Per Foxman e per una larga parte dell’ebraismo americano, il comunicato ha chiarito qualcosa, ma non tutto.
‘’La buona notizia e’ che il Vaticano risponde, la cattiva notizia e’ che non risponde completamente,’’dice,’’sono andati due passi avanti e tre passi indietro, hanno corretto il liguaggio offensivo, ma ancora il testo lascia l’impressione che la Chiesa si auguri la conversione degli ebrei. E questo e’ contrario allo spirito dell’enciclica Nostra Aetate e allo spirito della visita in sinagoga. Quando Giovanni Paolo II ando’ alla sinagoga di Roma, disse che l’ebraismo ha una sua validita’ e non e’ stato sostituito dal cattolicesimo. Quando un Papa va in sinagoga accetta che gli ebrei preghino nella loro religione per la loro salvezza. Non si risolve la questione senza dire espressamente nella preghiera che non si vuole la conversione’’. Per allentare una tensione che sta turbando l’intero mondo ebraico, d’altra parte, il leader dell’importante organizzazione ebraica ha una ricetta basata soprattutto sulla diplomazia. ‘’Crediamo che sia necessario continuare il dialogo per vedere se e’ possibile ritornare non solo allo spirito di Nostra Aetate, ma anche al suo linguaggio, che respingeva in ogni modo il proselitismo degli ebrei.’’,dice,’’ Dobbiamo continuare a sensibilizzare il Vaticano per convincerlo che occorrono ancora delle correzioni. Cercheremo di farlo nei prossimi giorni. Speriamo che sia possibile parlarne durante l’incontro a Washington piu’ che durante la visita alla sinagoga, che ha un valore soprattutto simbolico’’.
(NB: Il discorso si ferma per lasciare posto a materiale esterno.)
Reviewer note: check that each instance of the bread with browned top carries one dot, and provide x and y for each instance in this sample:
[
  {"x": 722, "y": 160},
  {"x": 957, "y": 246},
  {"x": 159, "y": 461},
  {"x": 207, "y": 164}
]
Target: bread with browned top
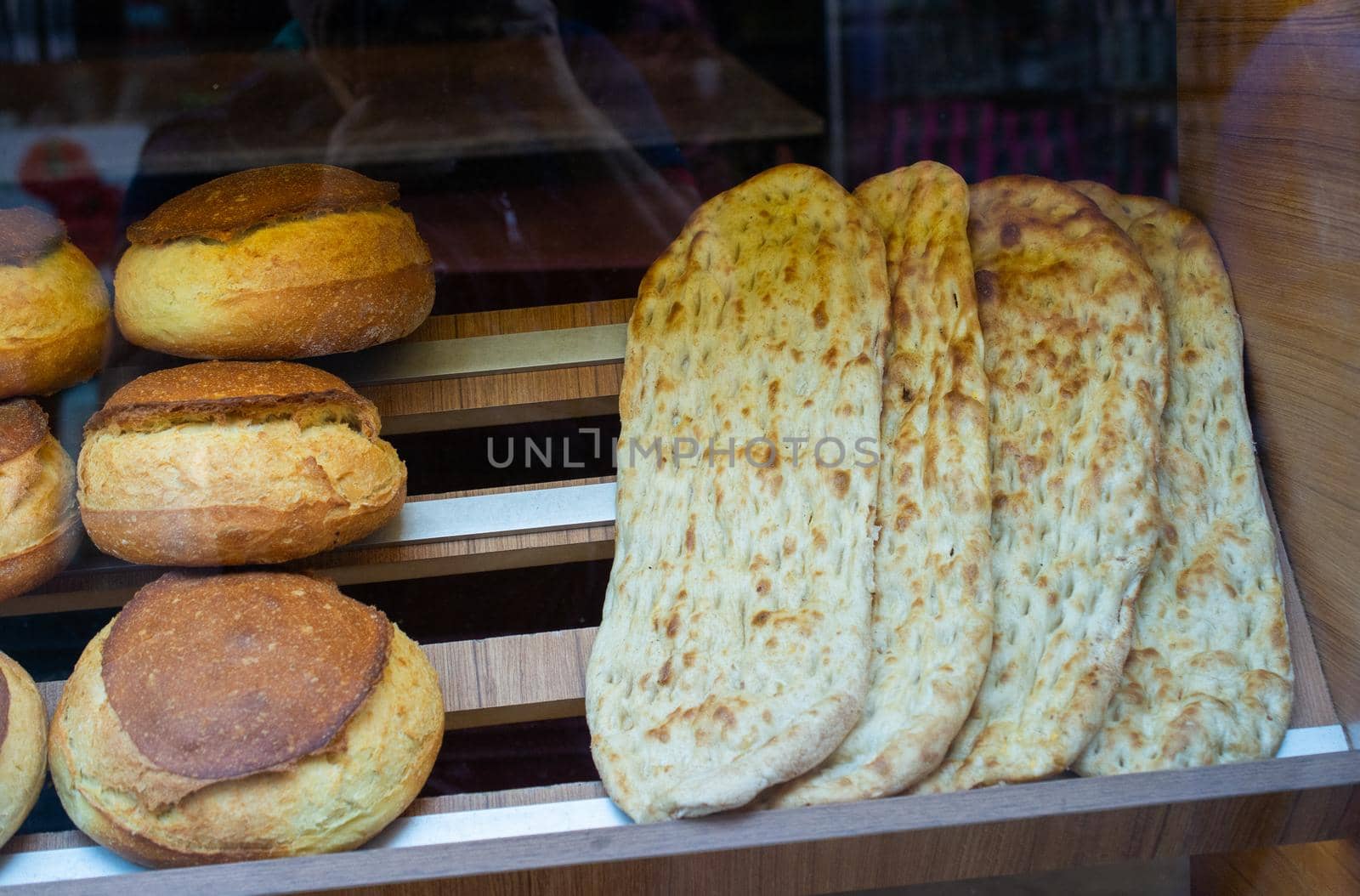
[
  {"x": 24, "y": 746},
  {"x": 54, "y": 306},
  {"x": 286, "y": 261},
  {"x": 1210, "y": 678},
  {"x": 230, "y": 462},
  {"x": 244, "y": 717},
  {"x": 38, "y": 526}
]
Gia’ nel passato, d’altra parte, Papa Ratzinger ha dimostrato di essere disposto ad ascoltare. ‘’Ho incontrato il Pontefice due volte l’anno scorso e l’ho trovato molto deciso a combattere l’antisemitismo,’’ racconta Foxman’’, e non ho avuto affatto l’impressione che sia rigido, anzi il contrario. E’ una persona che sta a sentire. Nel suo primo viaggio a Auschwitz per esempio, aveva parlato dell’antisemitismo in un modo che aveva turbato gli ebrei. Ma pochi giorni dopo, tornato a Roma, si e’ corretto, e ha detto le cose giusto. Anche adesso sono ottimista, spero che stara’ a sentire anche questa volta’’.